ATX was developed in 1995, so it's before ATX hit.
Which would put it probably before 97, if it's a new PC, with no legacy.

USB was around in 98, but not on most motherboards, which agrees.

There is no switch on the PSU, so it's probably after 1992ish? Which is when they went away.

The case looks cheap and lightweight, which would agree with ~96/98.

I suspect 97, so 14 years?
(, Sat 6 Nov 2010, 17:00, closed)

yup the soundcard in the bottom isa slot dates it.. above it is a parallel printer port & serial breakout, then the token ring network adapter, then a nice scsi port ooh 5mb tx, then a separate parallel port (I presume this is actually a scanner, as you'd have to allocate a separate irq channel), and then the graphics adapter.

My 386 heritage includes an ibm xt, amstrad 1640 & Olivetti 486dxi which I bought from radio rentals (remember them?) on finance that probably pisses all over the repayments of a student loan these days. The Olivetti, atypical of many items of italian origin was exceptionally produced and I can still place the exact time and place that this pc went to the great scrap dealler in the sky) maps.google.co.uk/maps?&ll=51.598482,0.042319&spn=0.00066,0.001277&t=h&z=20
(, Sat 6 Nov 2010, 22:51, closed)
It's almost like this board is full of nerds and geeks.

(, Sat 6 Nov 2010, 23:31, closed)

we're not nerds and geeks, we're the people who keep the whole shebang on the road whilst the more arty types whoopup twiiter, contemplate aristotle and back issues of the guardian. we don't get fixated by every new fad blowing through, just the good tech that was properly engineered and stands the test of time.
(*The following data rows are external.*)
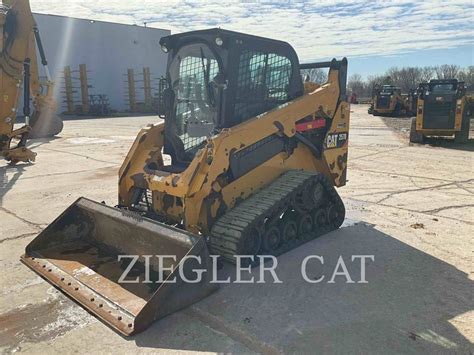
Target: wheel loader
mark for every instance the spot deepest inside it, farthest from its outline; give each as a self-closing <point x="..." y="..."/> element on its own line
<point x="442" y="110"/>
<point x="19" y="37"/>
<point x="389" y="101"/>
<point x="245" y="163"/>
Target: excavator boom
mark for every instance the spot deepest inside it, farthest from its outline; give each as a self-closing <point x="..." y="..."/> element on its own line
<point x="19" y="36"/>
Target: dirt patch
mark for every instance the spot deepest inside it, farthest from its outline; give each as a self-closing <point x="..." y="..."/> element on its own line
<point x="33" y="323"/>
<point x="418" y="226"/>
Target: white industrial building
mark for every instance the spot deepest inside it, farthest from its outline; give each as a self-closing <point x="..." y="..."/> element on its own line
<point x="107" y="49"/>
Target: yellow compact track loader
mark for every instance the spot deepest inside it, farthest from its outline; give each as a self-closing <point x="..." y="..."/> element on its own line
<point x="253" y="156"/>
<point x="389" y="101"/>
<point x="19" y="37"/>
<point x="443" y="109"/>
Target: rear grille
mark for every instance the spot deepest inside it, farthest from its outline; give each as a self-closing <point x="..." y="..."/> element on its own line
<point x="383" y="102"/>
<point x="438" y="115"/>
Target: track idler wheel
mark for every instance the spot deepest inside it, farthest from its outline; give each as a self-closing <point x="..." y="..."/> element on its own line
<point x="289" y="230"/>
<point x="271" y="239"/>
<point x="305" y="226"/>
<point x="251" y="243"/>
<point x="320" y="219"/>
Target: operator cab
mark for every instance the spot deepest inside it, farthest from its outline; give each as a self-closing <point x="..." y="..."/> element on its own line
<point x="217" y="79"/>
<point x="449" y="88"/>
<point x="390" y="90"/>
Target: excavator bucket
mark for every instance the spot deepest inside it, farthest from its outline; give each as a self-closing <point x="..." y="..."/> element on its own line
<point x="87" y="249"/>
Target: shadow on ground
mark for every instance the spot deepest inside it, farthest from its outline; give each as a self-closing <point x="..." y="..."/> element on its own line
<point x="407" y="306"/>
<point x="6" y="181"/>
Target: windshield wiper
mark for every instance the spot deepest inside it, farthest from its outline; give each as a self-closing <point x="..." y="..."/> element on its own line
<point x="206" y="71"/>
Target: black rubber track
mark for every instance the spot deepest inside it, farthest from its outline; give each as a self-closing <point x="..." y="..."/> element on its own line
<point x="264" y="209"/>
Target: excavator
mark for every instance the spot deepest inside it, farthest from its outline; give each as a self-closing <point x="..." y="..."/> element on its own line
<point x="245" y="163"/>
<point x="19" y="37"/>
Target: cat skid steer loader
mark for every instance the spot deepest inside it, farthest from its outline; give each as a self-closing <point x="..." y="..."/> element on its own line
<point x="19" y="37"/>
<point x="255" y="155"/>
<point x="443" y="109"/>
<point x="389" y="101"/>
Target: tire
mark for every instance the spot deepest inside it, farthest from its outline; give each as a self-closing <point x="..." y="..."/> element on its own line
<point x="415" y="137"/>
<point x="462" y="136"/>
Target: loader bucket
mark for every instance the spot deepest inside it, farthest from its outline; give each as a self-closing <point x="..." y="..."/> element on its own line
<point x="79" y="254"/>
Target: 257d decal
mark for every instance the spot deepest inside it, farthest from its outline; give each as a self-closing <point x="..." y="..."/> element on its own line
<point x="335" y="140"/>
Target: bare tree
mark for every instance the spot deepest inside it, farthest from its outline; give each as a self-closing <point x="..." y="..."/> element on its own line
<point x="427" y="73"/>
<point x="316" y="75"/>
<point x="467" y="75"/>
<point x="356" y="85"/>
<point x="447" y="71"/>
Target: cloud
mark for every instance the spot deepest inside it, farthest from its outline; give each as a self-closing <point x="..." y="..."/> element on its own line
<point x="316" y="29"/>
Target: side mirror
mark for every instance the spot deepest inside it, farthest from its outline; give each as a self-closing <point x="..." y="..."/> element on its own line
<point x="165" y="98"/>
<point x="166" y="101"/>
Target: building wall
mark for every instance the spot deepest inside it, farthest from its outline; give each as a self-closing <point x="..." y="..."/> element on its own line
<point x="107" y="49"/>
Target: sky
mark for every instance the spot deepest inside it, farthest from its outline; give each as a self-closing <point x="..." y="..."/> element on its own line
<point x="374" y="35"/>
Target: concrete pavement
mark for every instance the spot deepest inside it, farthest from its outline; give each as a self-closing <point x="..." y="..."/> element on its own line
<point x="408" y="205"/>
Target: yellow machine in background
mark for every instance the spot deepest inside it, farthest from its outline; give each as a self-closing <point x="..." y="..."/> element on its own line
<point x="443" y="109"/>
<point x="389" y="101"/>
<point x="19" y="36"/>
<point x="255" y="156"/>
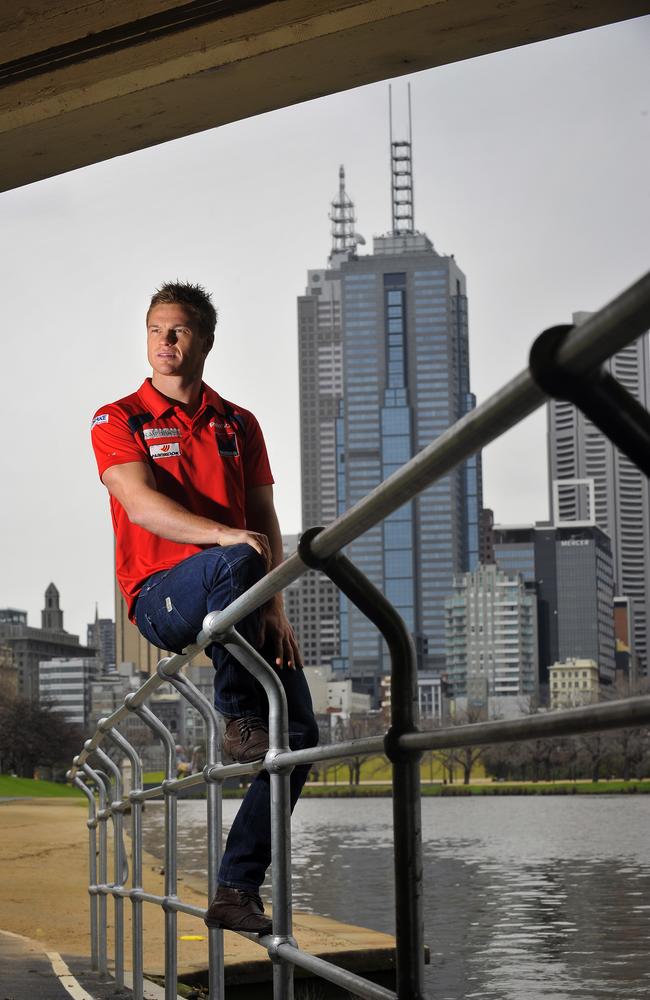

And heck if I'm a nerd then I'm proud of it because I'll have the upper hand when you come running asking to change a lightbulb.
(, Sun 7 Nov 2010, 0:09, closed)
Well said sir.
Now, back to making a roll-your-own cli debian distro on a usb key that I'll be booting on a box with sli & 2 monitors.
EDIT: I like the pic cause EVERYONE loves a geek stuck uncomfortably under a desk. Everyone.
(, Sun 7 Nov 2010, 6:06, closed)
Yeah...but you're also nerds and geeks.
Anyway, I'm only jealous cause I'm seeing my humble pretensions to nerdery being blown clean out the water over and over again here.
(, Sun 7 Nov 2010, 10:39, closed)

There's USB ports, or at least spaces for them, next to the PS/2 ports. Not sure why the serial and parallel ports are where the slots go when there are clearly spaces on the motherboard I/O shield though.
(, Mon 8 Nov 2010, 2:05, closed)

yup I think you might be right, one might be plugged in, I have a feeling the photographer might have asked the tec before composing the shot, 'make sure its got lots of sockets and wires', and a tec being a tec bolted anything and everything he had.

Just been digging through my scrap box and turned up 2x iOmega 100mb Zip Disk drives & 20 odd discs, now all I need is a parallel port and I can upgrade my mac!
(, Tue 9 Nov 2010, 13:30, closed)
.
He has the requisite goatee for an IT professional, but his hair cut is too professional. I think he is a model.